I heaved myself up onto a flat surface, rolled a little away, and sat
up.
To
my left, I could make out the shape of the hole I'd climbed up from,
and just past that, the stairs I'd rolled down to arrive. On my
right, a steep drop-off; I was on a balcony overlooking a cavern. On
the cavern floor, a hooded assembly chanted - "Ia! Ia! Ia!",
as they scraped in front of a huge bas-relief icon of a nightkind.
This has
the marks of a remembered place.
Which
meant it was real, in the waking world. The winding stairway and
other details might be exagerrated, but the cavern and icon existed.

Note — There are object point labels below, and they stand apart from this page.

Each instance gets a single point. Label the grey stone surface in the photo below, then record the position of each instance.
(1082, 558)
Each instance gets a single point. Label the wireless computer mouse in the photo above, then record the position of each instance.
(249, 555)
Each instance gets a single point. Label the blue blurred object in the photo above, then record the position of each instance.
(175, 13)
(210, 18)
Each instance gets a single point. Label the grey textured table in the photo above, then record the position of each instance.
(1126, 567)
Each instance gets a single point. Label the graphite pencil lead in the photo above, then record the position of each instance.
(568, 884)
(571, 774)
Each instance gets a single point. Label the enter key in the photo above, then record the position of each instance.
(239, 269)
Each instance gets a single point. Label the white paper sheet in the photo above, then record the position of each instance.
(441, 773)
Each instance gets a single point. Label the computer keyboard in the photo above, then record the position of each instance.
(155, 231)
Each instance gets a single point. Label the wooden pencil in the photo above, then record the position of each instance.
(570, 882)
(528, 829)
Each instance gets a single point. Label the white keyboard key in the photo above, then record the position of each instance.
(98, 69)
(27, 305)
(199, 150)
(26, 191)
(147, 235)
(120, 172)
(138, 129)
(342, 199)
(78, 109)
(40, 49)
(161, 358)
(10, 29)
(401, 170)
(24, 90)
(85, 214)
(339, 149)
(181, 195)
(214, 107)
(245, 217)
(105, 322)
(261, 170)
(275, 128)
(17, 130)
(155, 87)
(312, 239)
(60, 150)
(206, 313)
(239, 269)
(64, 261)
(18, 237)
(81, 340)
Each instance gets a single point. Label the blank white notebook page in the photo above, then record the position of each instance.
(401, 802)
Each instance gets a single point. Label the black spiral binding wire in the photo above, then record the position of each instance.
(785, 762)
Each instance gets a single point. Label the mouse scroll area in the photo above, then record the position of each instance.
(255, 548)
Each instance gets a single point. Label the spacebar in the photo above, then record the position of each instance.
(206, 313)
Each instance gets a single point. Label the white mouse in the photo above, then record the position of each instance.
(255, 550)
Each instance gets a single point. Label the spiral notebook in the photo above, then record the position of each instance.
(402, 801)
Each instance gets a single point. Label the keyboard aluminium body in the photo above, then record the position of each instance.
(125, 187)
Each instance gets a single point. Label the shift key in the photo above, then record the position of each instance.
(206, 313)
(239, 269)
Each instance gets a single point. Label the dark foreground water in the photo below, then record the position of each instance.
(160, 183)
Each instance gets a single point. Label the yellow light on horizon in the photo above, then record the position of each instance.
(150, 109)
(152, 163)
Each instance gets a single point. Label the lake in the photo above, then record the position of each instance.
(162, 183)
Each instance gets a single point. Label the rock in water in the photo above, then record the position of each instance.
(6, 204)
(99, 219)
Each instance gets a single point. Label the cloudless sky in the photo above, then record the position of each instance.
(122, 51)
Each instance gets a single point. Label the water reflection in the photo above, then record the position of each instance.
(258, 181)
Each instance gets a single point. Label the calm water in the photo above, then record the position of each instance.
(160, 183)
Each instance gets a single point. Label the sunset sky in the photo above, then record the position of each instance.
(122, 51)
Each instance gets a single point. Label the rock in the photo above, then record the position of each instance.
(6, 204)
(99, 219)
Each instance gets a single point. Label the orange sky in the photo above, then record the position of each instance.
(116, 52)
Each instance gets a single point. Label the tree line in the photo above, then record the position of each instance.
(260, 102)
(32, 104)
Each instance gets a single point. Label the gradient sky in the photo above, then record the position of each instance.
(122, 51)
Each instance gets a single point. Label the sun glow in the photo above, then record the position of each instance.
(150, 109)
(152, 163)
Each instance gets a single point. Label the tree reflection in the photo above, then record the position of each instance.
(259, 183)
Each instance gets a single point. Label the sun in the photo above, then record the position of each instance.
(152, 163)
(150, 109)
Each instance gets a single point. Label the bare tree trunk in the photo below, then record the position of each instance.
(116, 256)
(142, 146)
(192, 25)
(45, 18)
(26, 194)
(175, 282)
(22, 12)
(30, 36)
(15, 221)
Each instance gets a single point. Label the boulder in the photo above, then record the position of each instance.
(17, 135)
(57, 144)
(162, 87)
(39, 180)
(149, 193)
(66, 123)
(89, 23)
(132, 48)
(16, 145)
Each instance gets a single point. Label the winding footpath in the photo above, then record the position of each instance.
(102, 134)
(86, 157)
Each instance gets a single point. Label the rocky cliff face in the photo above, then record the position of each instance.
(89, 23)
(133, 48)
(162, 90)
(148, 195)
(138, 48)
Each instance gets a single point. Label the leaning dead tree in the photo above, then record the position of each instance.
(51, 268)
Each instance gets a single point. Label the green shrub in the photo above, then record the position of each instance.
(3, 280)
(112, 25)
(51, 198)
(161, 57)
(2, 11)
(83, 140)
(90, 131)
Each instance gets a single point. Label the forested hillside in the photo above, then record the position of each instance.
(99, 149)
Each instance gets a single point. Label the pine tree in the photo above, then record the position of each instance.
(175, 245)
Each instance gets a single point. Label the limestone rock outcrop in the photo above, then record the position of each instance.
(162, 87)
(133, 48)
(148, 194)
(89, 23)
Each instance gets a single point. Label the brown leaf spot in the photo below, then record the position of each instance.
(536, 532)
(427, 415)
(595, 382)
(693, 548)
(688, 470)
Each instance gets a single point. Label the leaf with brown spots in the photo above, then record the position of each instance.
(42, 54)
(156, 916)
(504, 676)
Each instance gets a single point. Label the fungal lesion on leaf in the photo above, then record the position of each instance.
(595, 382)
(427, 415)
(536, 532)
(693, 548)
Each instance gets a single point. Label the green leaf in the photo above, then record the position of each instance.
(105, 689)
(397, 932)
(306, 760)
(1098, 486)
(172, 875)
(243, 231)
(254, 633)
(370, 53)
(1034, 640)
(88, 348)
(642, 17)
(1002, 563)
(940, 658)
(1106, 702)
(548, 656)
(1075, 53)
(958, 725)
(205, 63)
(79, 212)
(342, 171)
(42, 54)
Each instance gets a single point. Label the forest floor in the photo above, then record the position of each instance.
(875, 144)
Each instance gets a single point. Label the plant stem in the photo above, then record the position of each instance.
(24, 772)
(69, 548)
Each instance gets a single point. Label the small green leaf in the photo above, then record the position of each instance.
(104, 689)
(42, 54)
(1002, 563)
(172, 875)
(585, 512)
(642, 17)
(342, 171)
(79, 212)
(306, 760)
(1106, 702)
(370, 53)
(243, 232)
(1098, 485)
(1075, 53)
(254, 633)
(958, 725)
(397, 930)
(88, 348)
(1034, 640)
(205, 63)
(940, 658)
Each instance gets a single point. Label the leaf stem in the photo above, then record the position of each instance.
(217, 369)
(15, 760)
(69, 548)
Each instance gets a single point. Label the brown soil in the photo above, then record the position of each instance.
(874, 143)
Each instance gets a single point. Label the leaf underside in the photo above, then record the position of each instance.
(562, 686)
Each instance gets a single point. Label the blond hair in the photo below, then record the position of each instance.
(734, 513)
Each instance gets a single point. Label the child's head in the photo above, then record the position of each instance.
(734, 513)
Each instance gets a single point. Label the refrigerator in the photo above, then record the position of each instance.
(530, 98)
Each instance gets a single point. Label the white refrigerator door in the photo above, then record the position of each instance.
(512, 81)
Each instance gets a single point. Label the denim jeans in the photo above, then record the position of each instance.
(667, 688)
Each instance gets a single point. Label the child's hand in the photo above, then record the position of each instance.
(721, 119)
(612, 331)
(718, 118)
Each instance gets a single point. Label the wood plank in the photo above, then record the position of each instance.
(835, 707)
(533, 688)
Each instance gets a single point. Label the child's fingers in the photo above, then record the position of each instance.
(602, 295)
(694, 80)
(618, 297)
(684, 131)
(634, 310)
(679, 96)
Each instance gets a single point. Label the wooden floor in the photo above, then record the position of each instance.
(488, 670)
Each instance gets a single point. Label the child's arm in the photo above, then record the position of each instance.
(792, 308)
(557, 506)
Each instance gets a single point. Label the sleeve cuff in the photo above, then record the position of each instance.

The thought was grotesque, panic-inducing. Mangled leg or no, I
crossed the hole with a leap, and fled up the stairs with more speed
than I would have guessed I had available to me.
I
burst out the door at the top of those stairs and onto the walkway
just in time to see the hive at the far end of the walk collapse in
flames. The tear in space Laurent had made was sealed over, and the
nightkind that had spilled from it were already gone.
I
walked down the walkway with a limp, and sat on the rail about
halfway down, until Vee spotted me and made pickup. There were still
enemies, hives; a fight we could keep going. The job was done,
though; I yelled at her to signal a withdrawal.